Her often sexually explicit subject matter and her focus on three-dimensional form were rare for women artists in her time. She worked with plethora of materials including, wood, marble, bronze, latex, plaster, and rubber.

Bourgeois was born in Paris in 1911. Her family lived in an apartment above the gallery where her parents sold antique tapestries that they restored. She worked with her mother, Josephine, by washing, mending, sewing and drawing.

She had a wide-ranging education and studied math and philosophy at the Sorbonne. After her mother’s death, in 1932 she began studying art.

In 1938, she began exhibiting her work at the Salon d’Automne and opened her own gallery in a sectioned-off area of her father’s showroom. There she met art historian Robert Goldwater, whom she married. The couple moved to New York City in 1938.

Bourgeois enrolled at the Art Students League and focused her attention on printmaking and painting, while raising their 3 young children.

Goldwater introduced her to New York artists, critics and dealers.

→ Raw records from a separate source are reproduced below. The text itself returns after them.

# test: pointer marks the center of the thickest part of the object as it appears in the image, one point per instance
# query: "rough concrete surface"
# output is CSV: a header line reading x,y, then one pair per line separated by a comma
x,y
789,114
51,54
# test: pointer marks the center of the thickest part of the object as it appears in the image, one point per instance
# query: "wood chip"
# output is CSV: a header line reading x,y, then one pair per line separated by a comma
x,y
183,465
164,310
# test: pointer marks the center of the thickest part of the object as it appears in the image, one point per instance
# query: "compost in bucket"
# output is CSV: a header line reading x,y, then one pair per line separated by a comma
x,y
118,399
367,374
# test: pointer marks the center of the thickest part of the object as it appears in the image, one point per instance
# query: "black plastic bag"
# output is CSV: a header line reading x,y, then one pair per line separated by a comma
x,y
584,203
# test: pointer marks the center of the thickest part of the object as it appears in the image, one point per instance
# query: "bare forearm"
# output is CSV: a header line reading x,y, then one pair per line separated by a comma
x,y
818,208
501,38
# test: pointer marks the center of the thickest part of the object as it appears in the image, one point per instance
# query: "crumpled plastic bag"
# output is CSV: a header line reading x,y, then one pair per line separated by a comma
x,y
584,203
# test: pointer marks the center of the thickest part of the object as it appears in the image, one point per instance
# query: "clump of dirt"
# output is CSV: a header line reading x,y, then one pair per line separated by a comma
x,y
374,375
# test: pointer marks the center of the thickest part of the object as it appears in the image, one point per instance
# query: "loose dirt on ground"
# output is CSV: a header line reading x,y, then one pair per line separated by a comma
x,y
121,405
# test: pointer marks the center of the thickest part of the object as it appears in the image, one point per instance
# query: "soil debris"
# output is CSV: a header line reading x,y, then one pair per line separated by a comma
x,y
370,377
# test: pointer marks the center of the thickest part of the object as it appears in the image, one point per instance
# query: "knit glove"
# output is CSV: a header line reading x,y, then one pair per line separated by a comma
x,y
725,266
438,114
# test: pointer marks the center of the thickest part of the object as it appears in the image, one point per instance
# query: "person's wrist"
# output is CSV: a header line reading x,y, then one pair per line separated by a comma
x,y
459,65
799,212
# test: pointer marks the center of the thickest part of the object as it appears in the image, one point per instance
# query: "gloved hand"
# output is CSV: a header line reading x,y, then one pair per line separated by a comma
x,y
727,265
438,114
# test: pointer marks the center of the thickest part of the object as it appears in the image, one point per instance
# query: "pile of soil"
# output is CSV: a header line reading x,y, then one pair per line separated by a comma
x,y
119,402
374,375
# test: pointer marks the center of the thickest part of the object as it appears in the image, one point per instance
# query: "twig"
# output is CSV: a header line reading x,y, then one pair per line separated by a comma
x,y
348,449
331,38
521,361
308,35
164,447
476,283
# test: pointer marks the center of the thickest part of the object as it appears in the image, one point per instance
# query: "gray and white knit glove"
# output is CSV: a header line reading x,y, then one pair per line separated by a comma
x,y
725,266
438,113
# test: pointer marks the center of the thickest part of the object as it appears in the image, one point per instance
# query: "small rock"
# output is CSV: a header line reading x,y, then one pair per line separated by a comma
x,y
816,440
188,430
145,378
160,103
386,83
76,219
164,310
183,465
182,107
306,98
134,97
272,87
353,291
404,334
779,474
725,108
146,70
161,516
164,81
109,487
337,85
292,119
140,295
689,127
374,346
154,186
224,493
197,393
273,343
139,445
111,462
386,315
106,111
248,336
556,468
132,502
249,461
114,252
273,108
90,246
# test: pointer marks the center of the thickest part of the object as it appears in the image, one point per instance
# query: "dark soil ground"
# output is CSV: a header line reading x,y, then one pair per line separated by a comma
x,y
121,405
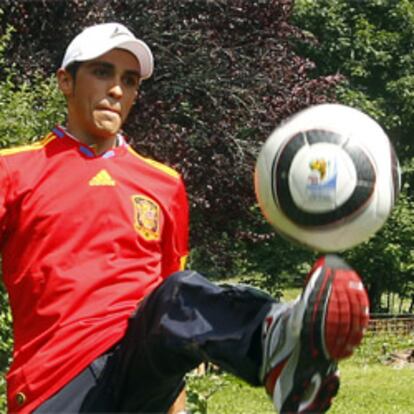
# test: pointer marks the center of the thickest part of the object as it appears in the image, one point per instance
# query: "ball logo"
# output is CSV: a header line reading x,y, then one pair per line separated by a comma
x,y
322,178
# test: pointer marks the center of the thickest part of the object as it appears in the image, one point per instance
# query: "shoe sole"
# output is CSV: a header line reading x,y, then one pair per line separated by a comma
x,y
335,317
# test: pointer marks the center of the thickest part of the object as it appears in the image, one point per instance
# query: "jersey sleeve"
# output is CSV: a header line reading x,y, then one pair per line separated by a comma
x,y
175,234
4,193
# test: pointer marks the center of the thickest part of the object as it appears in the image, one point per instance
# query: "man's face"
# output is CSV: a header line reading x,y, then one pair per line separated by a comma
x,y
102,94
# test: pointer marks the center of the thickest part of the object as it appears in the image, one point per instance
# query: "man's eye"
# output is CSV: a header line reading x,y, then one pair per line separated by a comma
x,y
131,81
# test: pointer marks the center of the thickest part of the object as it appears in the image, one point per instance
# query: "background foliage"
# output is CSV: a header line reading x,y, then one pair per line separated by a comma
x,y
370,44
227,72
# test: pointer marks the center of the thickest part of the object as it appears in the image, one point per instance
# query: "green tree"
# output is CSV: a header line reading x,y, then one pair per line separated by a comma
x,y
28,109
369,43
225,76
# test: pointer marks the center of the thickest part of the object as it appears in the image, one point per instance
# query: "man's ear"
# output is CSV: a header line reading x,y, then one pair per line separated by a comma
x,y
65,81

In 1953, MoMA bought one of her works for their collection and in the late ‘40’s & ‘50’s she had several solo shows in New York galleries.

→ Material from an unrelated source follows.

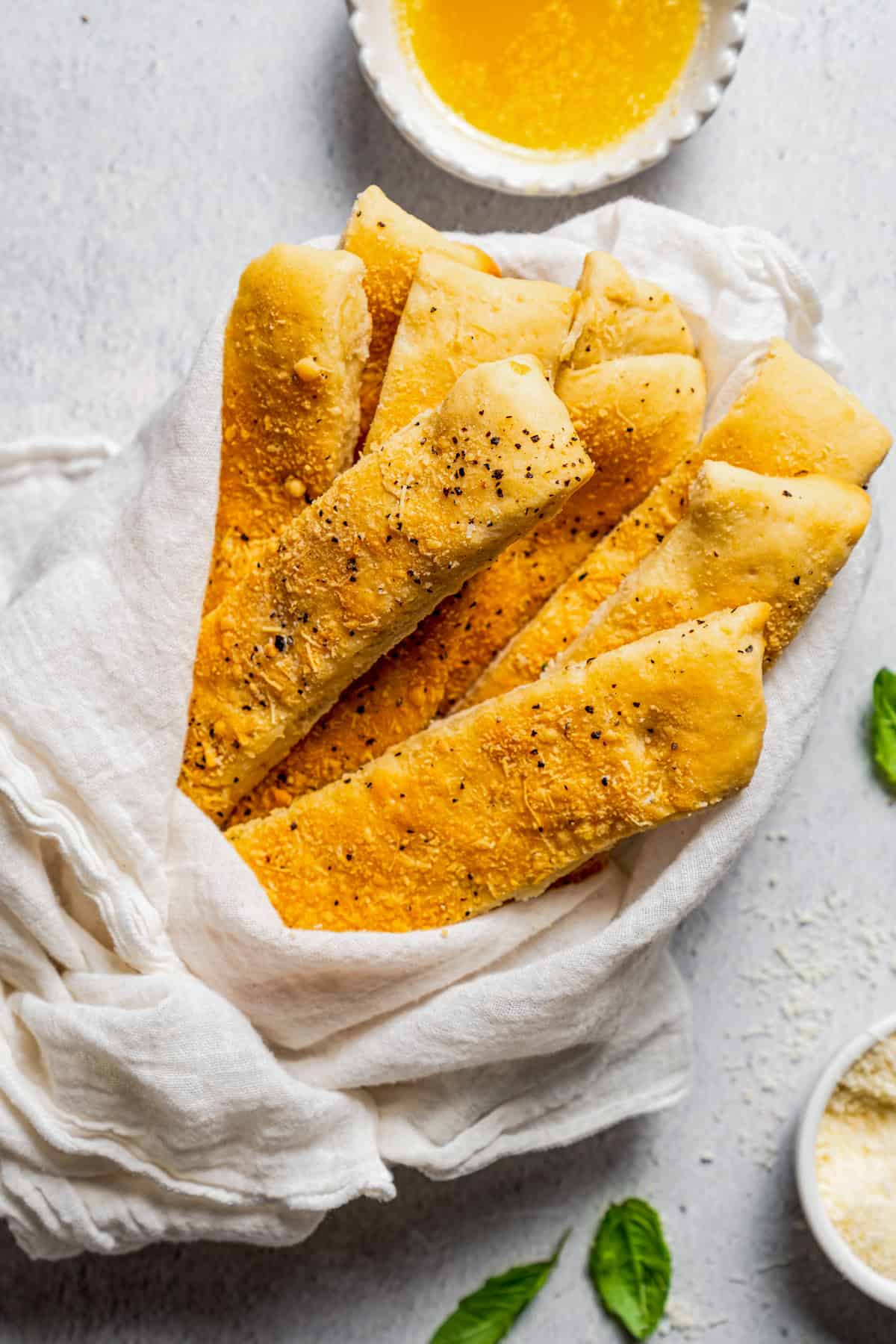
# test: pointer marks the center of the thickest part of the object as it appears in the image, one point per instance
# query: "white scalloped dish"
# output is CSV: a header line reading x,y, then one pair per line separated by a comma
x,y
460,148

In 1954, she joined the American Abstract Artists Group and made the transition from wood and upright structures to marble, plaster and bronze. She often employed mythology and archetypal imagery exploring themes like fear, vulnerability and loss of control. This transition was a turning point in her career.

Her husband died in 1973, the same year she began teaching at various institutions in New York City. She continued to exhibit and in the ‘70’s and ‘80’s and began presenting performance pieces.

She became politically active as a socialist and a feminist and joined the Fight Censorship Group, which defended the use of sexually explicit imagery in art.

In 1982, she was the first female artist to have a retrospective at MoMA and in 1993 she represented the US in the Venice Biennale.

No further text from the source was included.